Have been kinda slack about posting what Ive done lately, so here are a few


----------



## Tacpayne (Dec 20, 2008)

and a few more


----------



## Tacpayne (Dec 20, 2008)

Starting at teh top, The pink and purple abalone rod was a rainshadow rctb56h for NC grouper fishing. The red and silver rod was for Hooked up and was a Rainshadow SUR 1505 or 1506 cant remember right now. The red and blue spider with Elliptical grips was given away at a king tournament along the NC coast as a fighting rod. The Blue/orange/green rod is a rainshadow XP843 with a blank diameter of about 9mm where wrapped and lastly the blue and silver spider is a rainshadow rctb56h I was teaching my dad on, it isnt tied off or completely packed in the picture. I have several more pictures I will try to find and post up soon


----------



## sunburntspike (Oct 4, 2010)

great work chuck,it's good to see a post from you finnally ,are those your grips or B.V.s?


----------



## Tacpayne (Dec 20, 2008)

Those are all mine, thanks for the compliment


----------



## mtbrider (Jul 9, 2008)

As always nice work Chuck!!!


----------



## sunburntspike (Oct 4, 2010)

Tacpayne said:


> Those are all mine, thanks for the compliment


very cool,i 've been mulling around the idea to do my own since i read billy's article,i just haven't picked the right build to screw up once and not get mad!


----------



## Bigfisherman (Apr 22, 2005)

Awesome work.
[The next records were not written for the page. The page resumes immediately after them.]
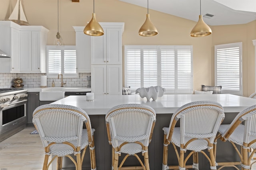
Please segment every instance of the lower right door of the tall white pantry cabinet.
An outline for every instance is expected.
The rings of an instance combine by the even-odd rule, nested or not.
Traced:
[[[122,65],[107,65],[107,94],[122,95]]]

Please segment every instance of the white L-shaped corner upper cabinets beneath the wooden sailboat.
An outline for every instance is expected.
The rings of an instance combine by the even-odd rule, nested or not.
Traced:
[[[18,25],[0,21],[0,49],[11,55],[11,73],[46,73],[46,42],[48,29],[43,26]],[[6,39],[6,45],[2,39]]]

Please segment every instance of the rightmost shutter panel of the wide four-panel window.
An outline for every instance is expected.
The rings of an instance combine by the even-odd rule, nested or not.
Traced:
[[[192,92],[192,49],[176,46],[177,53],[177,92]]]

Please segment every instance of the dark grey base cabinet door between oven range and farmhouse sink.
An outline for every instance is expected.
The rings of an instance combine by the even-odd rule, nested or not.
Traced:
[[[39,92],[28,92],[27,123],[33,123],[33,112],[39,106]]]

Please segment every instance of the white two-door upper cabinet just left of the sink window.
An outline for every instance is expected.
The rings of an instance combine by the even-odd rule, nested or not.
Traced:
[[[26,26],[20,31],[20,73],[46,73],[46,41],[48,29]],[[13,71],[13,70],[12,70]]]

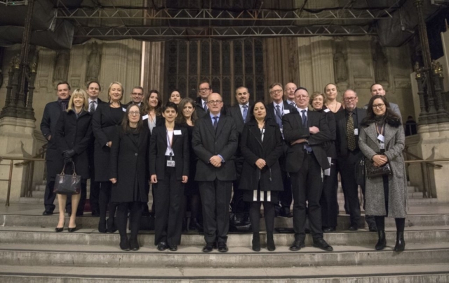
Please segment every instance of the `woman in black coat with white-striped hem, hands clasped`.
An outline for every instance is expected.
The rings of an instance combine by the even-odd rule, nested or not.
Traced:
[[[279,126],[267,119],[267,106],[256,102],[250,109],[250,121],[243,127],[241,153],[245,158],[239,188],[245,190],[243,200],[251,202],[250,220],[253,227],[253,250],[260,251],[260,205],[264,205],[267,226],[267,249],[274,251],[274,204],[283,190],[279,157],[282,154]]]

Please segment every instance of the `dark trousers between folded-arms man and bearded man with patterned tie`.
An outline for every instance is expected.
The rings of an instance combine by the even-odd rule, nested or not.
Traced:
[[[338,216],[338,179],[337,160],[333,159],[330,165],[330,175],[324,176],[323,193],[321,194],[321,222],[323,227],[336,227]]]

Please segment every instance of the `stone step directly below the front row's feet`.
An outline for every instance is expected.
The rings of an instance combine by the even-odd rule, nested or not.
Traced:
[[[76,266],[97,268],[294,268],[356,265],[449,264],[449,243],[408,244],[397,253],[389,246],[337,246],[324,252],[305,247],[298,252],[279,246],[276,251],[255,252],[250,247],[229,247],[229,252],[201,252],[202,247],[179,247],[178,251],[120,251],[118,247],[57,244],[0,244],[0,265]],[[232,270],[229,270],[232,272]]]

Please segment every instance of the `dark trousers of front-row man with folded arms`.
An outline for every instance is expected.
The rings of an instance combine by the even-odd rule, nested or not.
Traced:
[[[301,162],[298,160],[298,162]],[[306,237],[306,201],[312,237],[323,238],[320,198],[323,191],[321,167],[313,153],[305,153],[299,172],[290,173],[293,191],[293,229],[295,240]]]

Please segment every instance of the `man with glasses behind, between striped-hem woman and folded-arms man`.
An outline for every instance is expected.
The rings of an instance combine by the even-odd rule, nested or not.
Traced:
[[[283,101],[283,90],[281,83],[273,83],[269,86],[269,96],[272,97],[273,102],[267,105],[267,117],[272,118],[275,121],[282,132],[282,116],[290,112],[296,112],[295,106],[288,104],[288,102]],[[281,165],[281,174],[283,181],[283,191],[279,192],[279,200],[281,202],[281,207],[276,207],[279,215],[284,217],[293,217],[290,212],[290,205],[292,205],[292,186],[290,183],[290,177],[286,172],[286,151],[287,144],[284,144],[284,151],[279,158],[279,164]]]

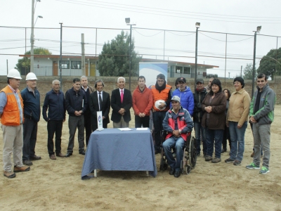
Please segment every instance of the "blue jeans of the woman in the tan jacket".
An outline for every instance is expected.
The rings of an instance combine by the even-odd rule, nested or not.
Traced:
[[[237,127],[238,122],[229,122],[229,132],[231,139],[230,159],[243,160],[244,153],[244,136],[248,122],[244,122],[241,128]]]

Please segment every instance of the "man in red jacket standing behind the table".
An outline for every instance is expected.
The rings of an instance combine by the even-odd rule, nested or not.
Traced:
[[[152,108],[152,92],[145,86],[145,77],[138,77],[138,87],[133,91],[133,111],[135,127],[149,127],[150,110]]]

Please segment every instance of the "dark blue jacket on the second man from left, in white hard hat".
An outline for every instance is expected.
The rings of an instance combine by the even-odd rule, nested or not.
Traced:
[[[34,96],[33,92],[25,87],[20,94],[22,95],[24,115],[28,115],[35,122],[39,122],[41,113],[39,91],[35,89]]]

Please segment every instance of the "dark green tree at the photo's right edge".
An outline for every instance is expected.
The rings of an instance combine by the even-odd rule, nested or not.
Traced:
[[[271,49],[266,56],[261,58],[258,72],[270,76],[272,79],[274,75],[281,75],[281,48]]]

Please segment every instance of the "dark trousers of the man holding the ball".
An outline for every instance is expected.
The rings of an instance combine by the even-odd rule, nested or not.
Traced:
[[[163,120],[165,118],[165,115],[166,111],[155,111],[152,113],[155,136],[155,151],[160,151],[161,131],[163,129]]]

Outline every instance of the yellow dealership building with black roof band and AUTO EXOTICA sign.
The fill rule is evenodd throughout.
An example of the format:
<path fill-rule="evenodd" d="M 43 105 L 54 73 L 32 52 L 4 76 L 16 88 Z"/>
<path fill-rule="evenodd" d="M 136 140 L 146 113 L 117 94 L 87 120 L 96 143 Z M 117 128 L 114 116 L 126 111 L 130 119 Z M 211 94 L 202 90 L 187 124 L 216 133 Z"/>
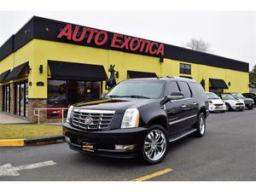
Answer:
<path fill-rule="evenodd" d="M 181 76 L 207 91 L 249 90 L 247 62 L 34 16 L 0 48 L 0 111 L 36 122 L 35 108 L 98 99 L 110 65 L 117 82 Z M 48 109 L 41 119 L 61 115 Z"/>

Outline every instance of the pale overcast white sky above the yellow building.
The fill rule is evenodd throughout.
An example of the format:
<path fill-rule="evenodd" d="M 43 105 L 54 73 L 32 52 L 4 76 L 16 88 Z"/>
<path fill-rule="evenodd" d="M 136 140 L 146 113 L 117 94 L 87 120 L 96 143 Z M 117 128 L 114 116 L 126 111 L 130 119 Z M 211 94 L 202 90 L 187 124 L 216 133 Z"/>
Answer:
<path fill-rule="evenodd" d="M 214 55 L 256 64 L 256 11 L 0 10 L 0 45 L 33 15 L 177 46 L 202 38 Z"/>

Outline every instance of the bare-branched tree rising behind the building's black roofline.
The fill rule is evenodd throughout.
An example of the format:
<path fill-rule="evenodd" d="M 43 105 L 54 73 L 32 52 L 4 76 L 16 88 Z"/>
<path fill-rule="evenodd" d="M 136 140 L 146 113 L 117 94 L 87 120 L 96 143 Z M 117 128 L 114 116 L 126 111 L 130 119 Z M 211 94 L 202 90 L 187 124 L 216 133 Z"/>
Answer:
<path fill-rule="evenodd" d="M 211 44 L 203 41 L 201 38 L 191 38 L 187 44 L 185 44 L 186 48 L 197 50 L 204 53 L 212 52 L 210 50 Z"/>

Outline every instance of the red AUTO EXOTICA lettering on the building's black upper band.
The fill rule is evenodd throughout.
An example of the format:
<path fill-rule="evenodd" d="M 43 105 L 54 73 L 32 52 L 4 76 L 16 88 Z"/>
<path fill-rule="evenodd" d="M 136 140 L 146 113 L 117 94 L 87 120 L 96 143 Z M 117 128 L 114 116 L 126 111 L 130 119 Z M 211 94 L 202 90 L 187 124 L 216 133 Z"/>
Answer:
<path fill-rule="evenodd" d="M 94 44 L 103 46 L 108 44 L 109 33 L 84 26 L 73 26 L 67 24 L 57 38 L 66 37 L 67 40 L 74 42 L 85 41 L 87 44 Z M 126 49 L 130 51 L 139 51 L 141 53 L 150 55 L 164 55 L 164 44 L 144 40 L 142 38 L 133 38 L 130 36 L 114 33 L 111 38 L 110 47 L 115 49 Z"/>

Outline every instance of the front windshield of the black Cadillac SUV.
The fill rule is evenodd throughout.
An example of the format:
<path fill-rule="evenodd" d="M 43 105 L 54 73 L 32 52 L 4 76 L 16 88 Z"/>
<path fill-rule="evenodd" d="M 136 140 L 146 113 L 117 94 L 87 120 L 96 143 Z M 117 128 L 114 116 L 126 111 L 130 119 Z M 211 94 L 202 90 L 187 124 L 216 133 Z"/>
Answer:
<path fill-rule="evenodd" d="M 156 99 L 162 96 L 164 84 L 160 80 L 124 81 L 113 87 L 105 97 Z"/>

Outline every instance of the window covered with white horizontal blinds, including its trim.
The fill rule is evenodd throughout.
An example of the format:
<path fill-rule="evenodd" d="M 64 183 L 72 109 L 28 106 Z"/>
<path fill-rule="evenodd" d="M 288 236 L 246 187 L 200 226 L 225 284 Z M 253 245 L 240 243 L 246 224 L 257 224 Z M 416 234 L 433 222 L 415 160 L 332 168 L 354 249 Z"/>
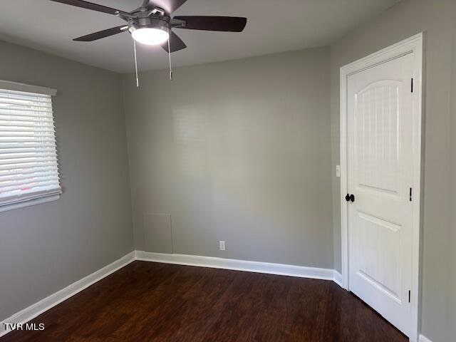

Thanks for sharing.


----------



## FishNC13 (Nov 21, 2010)

just beautiful. Great work


----------



## Hudak (Sep 10, 2007)

843....BWAAAAHAHAHAHhahahahahahha! Never, I said never will I try a closed wrap on an 843. (As I type this I am actually considering the challenge. LOL) BTW, I like your extra magnifying glass on your magnifying hood...


----------



## JPChase (Jul 31, 2010)

Nice lookin rods Chuck!


----------



## hifu (Aug 3, 2006)

yes....very purdy work


----------



## ReelKingin (Aug 3, 2009)

nice...cant wait to see your next group


----------



## RuddeDogg (Mar 20, 2004)

Awesome as usual Chuck.


----------



## jlentz (Sep 11, 2005)

They look great. I like the Black, Red and silver guide wrap. Guide wraps with fine details really make a rod stand out.

John


----------